Description of problem: A new sparsify option was added in 4.1: https://bugzilla.redhat.com/show_bug.cgi?id=734120 This option provides the ability to re claim previously used disk space of the guest in case guest's disk is thin provisioned. The option will have no effect on pre allocated disks and there for is redundant for that case. Currently the option is available to use on any disk, and will just report success even if nothing has actually been done on the disk. This has no negative effect but is just awkward and misleading so I suggest to disable the option. Either gray out the button in case the disk is pre allocated. Or fail the command with a relevant error msg. Version-Release number of selected component (if applicable): ovirt-engine-4.1.0-0.4.master.20170116141310.gita30debd.el7.centos.noarch How reproducible: always Steps to Reproduce: 1. Create a vm with a pre allocated disk on iscsi SD. 2. Create some files on the vm and then delete them. 3. Stop the vm. 4. Sparsify vm's disk (under disk sub tab of vm tab) Actual results: Action reports success, at no point does the actual disk size change, as it was all allocated in advance. Expected results: Fail with message: 'Cannot sparsify disk {name_of_disk}, disk space was pre allocated' or something of that sort. Additional info:
Why doesn't it work on pre-allocated disks? It should, unless they have 'wipe-after-delete' checked, in which case it gets a bit more complicated (for security reasons, we don't want to simply discard, but ensure it is wiped before that. Some arrays support it, some don't - we'll complete this work in 4.1.z). Idan - thoughts?
Yes, actually it doesn't matter if the disk is thinly provisioned or pre-allocated. If I understood it correctly, virt-sparsify --in-place adds the disk's mount options the 'discard' option and calls 'fstrim /', which is exactly one of the options to reclaim space using the "Pass Discard" option of a vm disk, only that in the case of virt-sparsify you also need to shut down the vm. Two questions that should be asked are: 1. Does the underlying storage support discard? What happens if it doesn't? 2. Does the underlying storage support the property that discard zeroes the data? If not, we cannot allow running virt-sparsify when wipe after delete is enabled. From what I've seen in the code, these validations are not made prior to the call to virt-sparsify, even though the final outcome is the same as in Pass Discard, where we do check these things. Shmuel, am I missing something here? Can you please clarify?
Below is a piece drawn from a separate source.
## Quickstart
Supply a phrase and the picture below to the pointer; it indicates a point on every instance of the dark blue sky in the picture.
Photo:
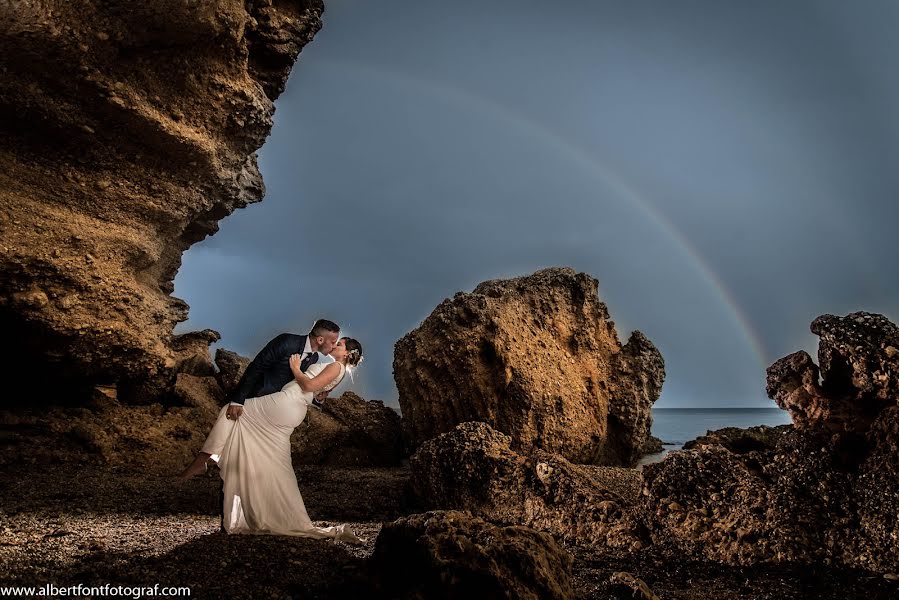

(In reply to Yaniv Kaul from comment #1) > Why doesn't it work on pre-allocated disks? It works on pre-allocated disks, but I doubt it is justified for this case. User chooses pre-allocated option if she needs better performance, because no additional allocation and no fragmentation will occur when the disk is used. Deallocating some clusters as result of sparsification will overturn this advantage. If user wants to save space at cost of some performance decrease, she will select thin-provisioned option. So I would disable sparsify for pre-allocated disks.
(In reply to Idan Shaby from comment #2) > Two questions that should be asked are: > 1. Does the underlying storage support discard? What happens if it doesn't? Nothing will happen. Like in any other case when no blocks can be discarded. > 2. Does the underlying storage support the property that discard zeroes the > data? If not, we cannot allow running virt-sparsify when wipe after delete > is enabled. I don't check this currently. But yes, need to check this.
Please see BZ 1415491 to track this bug.
ok, so just disable the sparsify for preallocated disk. Since it is a new feature, targeting 4.1.1
Verified with rhevm-4.1.1.2-0.1.el7.noarch. Sparsify action is disabled when the disk is pre allocated (sparse=False).